CHARLOTTE, N.C. (AP) — Seven people are facing prison sentences after they were accused of using stolen credit card numbers and counterfeit gift cards to buy more than $1 million in cigarettes in North Carolina, federal prosecutors said.
The defendants then sold those cigarettes on the black market, completing a scheme that began with stolen credit information they obtained from overseas hackers.
Federal prosecutors said the group encoded the credit card information onto gift cards, which they took to Walmart stores and bought genuine Walmart gift cards.
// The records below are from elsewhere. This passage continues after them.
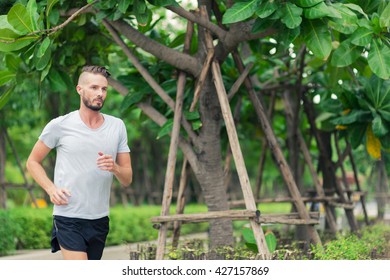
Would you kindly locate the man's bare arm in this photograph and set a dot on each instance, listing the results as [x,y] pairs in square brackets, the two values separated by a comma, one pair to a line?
[121,168]
[34,166]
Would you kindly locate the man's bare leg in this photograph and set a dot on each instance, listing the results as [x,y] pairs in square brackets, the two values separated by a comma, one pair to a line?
[73,255]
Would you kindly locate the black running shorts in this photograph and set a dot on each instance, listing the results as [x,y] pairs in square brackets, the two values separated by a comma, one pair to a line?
[80,235]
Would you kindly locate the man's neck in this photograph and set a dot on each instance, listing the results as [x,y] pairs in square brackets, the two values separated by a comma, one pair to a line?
[93,119]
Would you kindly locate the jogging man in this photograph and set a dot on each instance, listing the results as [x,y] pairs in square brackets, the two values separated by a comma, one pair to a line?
[91,149]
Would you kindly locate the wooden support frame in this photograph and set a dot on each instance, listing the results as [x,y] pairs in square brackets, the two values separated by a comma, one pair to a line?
[168,185]
[290,218]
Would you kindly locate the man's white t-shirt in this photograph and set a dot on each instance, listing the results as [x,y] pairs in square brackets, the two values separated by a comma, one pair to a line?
[77,148]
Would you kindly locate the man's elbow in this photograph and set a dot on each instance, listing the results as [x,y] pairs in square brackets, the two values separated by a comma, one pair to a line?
[127,181]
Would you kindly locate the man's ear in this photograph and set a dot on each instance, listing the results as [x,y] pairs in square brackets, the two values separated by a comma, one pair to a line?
[78,88]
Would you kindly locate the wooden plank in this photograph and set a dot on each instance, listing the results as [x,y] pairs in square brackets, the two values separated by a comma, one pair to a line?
[202,77]
[288,218]
[238,158]
[277,152]
[180,201]
[170,172]
[237,84]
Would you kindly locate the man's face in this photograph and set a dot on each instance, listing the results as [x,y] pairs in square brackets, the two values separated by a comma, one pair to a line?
[93,90]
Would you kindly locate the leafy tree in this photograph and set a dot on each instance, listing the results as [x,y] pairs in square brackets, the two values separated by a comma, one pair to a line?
[332,40]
The genuine gift cards were then taken to Sam's Club stores to buy the cigarettes, which were then sold to a vendor, according to prosecutors.
U.S. Attorney John Stuart Bruce said in a statement that the seven received sentences on Wednesday ranging from about three years to 12 years after pleading guilty to conspiracy to commit money laundering and aggravated identity theft. Four of the seven are from Raleigh, and the other three are from Charlotte, Durham and New York.
Tendai Munyaradzi Makoni, 34, of Durham received the harshest sentence of the seven when he was given a 12-year prison term. An eighth person was convicted at trial last September and was sentenced to 30 months in prison.
The seven were forced to forfeit 117 items, ranging from gift cards and debit cards to iPhones, video game systems and computers.
"This group sounds very well-organized. You don't see this every day," said Avivah Litan, an analyst for Gartner, Inc., a Connecticut-based technology research firm. "It certainly is very sophisticated. They knew exactly what they were doing."
Litan said Thursday that the criminal infrastructure is getting bigger and better at what it does. She attributes that to the techniques used to steal data without getting caught. She also said the "black web" supplies its own search engines to allow criminals to find what they need to engage in their activities.
"It's a big bazaar now," she said. "Anyone can buy anything they want."
Noting that technology is moving at a rapid pace, Litan said the same is happening with the cyber-criminal "and the good guys aren't really organized to fight it."
To mount a challenge, Litan said there's needs to be a single agency dedicated to fighting cyber-crime.
"We're too fragmented," she said. "It's like everyone is on their own. There's no coordination."
She suggests state-of-the-art technology, information-sharing processes and a focused law enforcement agency to deal with the problem before it happens instead of after it occurs.
"There's pockets of hope, but you need leadership to make this happen at the national level and that's what we don't have," she said.